Mesajı Okuyun
Old 10-11-2007, 13:29   #2
Sinerji Hukuk Yazılımları

 
Varsayılan

T.C. Danistay
6.Dairesi

Esas: 2003/5449
Karar: 2005/2048
Karar Tarihi: 08.04.2005

ÖZET: Uyuşmazlık konusu taşınmazda 3194 sayılı Yasaya aykırılıkların olduğunun tespit edildiğinden;yazıyla aykırılıkların giderilmesi için 7 gün süre verildiği, raporda da verilen süre içinde aykırılıkların giderilmediğinin belirtildiği, ardından dava konusu işlemle mahzurların giderilmediğinden bahisle anılan Yasa'nın 42. maddesi uyarınca para cezası verildiği anlaşılmaktadır. Bu durumda, usulüne uygun bir tutanakla aykırılıklar açıkça ortaya konulmadan, bu aykırılıkların giderilmediğinden bahisle verilen para cezasında mevzuata uyarlık bulunmadığından, aksi yöndeki İdare Mahkemesi kararında yasal isabet bulunmamaktadır.

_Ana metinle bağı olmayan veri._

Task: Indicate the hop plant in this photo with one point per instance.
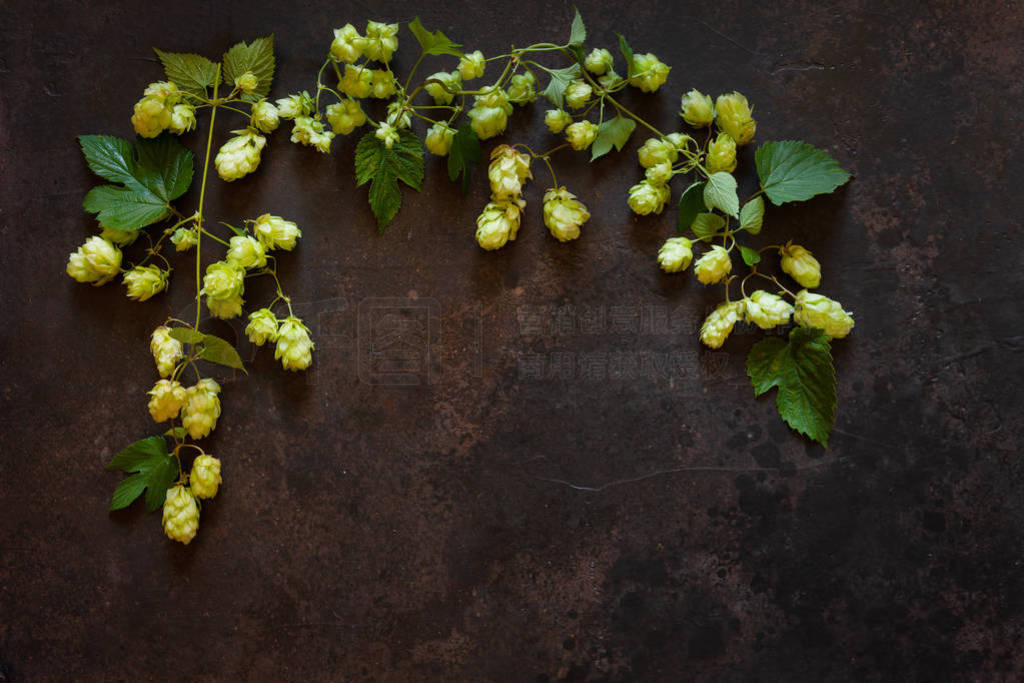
(166, 399)
(202, 408)
(180, 515)
(734, 117)
(815, 310)
(563, 214)
(718, 326)
(675, 254)
(166, 350)
(96, 261)
(145, 281)
(294, 346)
(205, 476)
(800, 264)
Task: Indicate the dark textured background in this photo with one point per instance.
(496, 520)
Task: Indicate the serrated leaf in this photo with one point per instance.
(256, 56)
(803, 372)
(690, 204)
(153, 469)
(464, 153)
(613, 132)
(720, 193)
(384, 167)
(560, 79)
(627, 51)
(192, 73)
(433, 43)
(219, 351)
(157, 172)
(795, 171)
(578, 34)
(752, 215)
(706, 225)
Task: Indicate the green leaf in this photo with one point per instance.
(153, 469)
(384, 167)
(579, 32)
(157, 172)
(560, 79)
(464, 153)
(433, 43)
(794, 171)
(803, 372)
(752, 215)
(627, 51)
(256, 56)
(720, 193)
(190, 73)
(613, 132)
(707, 225)
(217, 350)
(690, 204)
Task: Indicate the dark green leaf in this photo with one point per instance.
(752, 215)
(803, 372)
(579, 32)
(384, 168)
(794, 171)
(256, 56)
(217, 350)
(190, 73)
(433, 43)
(707, 225)
(464, 153)
(720, 193)
(560, 79)
(690, 204)
(153, 469)
(613, 132)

(3194 S. K. m. 38, 39, 40, 42)

İstemin Özeti: İstanbul 3. İdare Mahkemesinin 17.4.2003 günlü, E:2002/1337, K:2003/460 sayılı kararının usul ve yasaya aykırı olduğu ileri sürülerek bozulması istenilmektedir.

Savunmanın Özeti: Temyiz edilen kararda bozma nedenlerinden hiçbiri bulunmadığından, usul ve kanuna uygun olan kararın onanması gerektiği savunulmaktadır.

Danıştay Tetkik Hakimi Özlem Şimşek'in Düşüncesi: 3194 sayılı Yasa'nın 40. maddesine göre, maddede belirtilen mahzurların tesbiti halinde ilgilisinden süre verilmek suretiyle mahzurları gidermesinin istenileceği, aksi halde mahzurların ilgili idarece giderileceği düzenlenmiştir.

Buna göre, ilgilinin anılan Yasa kapsamında değerlendirilen mahzurlarının neler olduğunun yerinde düzenlenen tutanakta ortaya konulması, verilen süre sonunda bu tutanağa göre mahzurların giderilip giderilmediğinin kontrol edilmesi, mahzurların giderilmediğinin belirlenmesi halinde ise anılan Yasa'nın 42. maddesi uyarınca para cezası verilmesi gerektiği açıktır.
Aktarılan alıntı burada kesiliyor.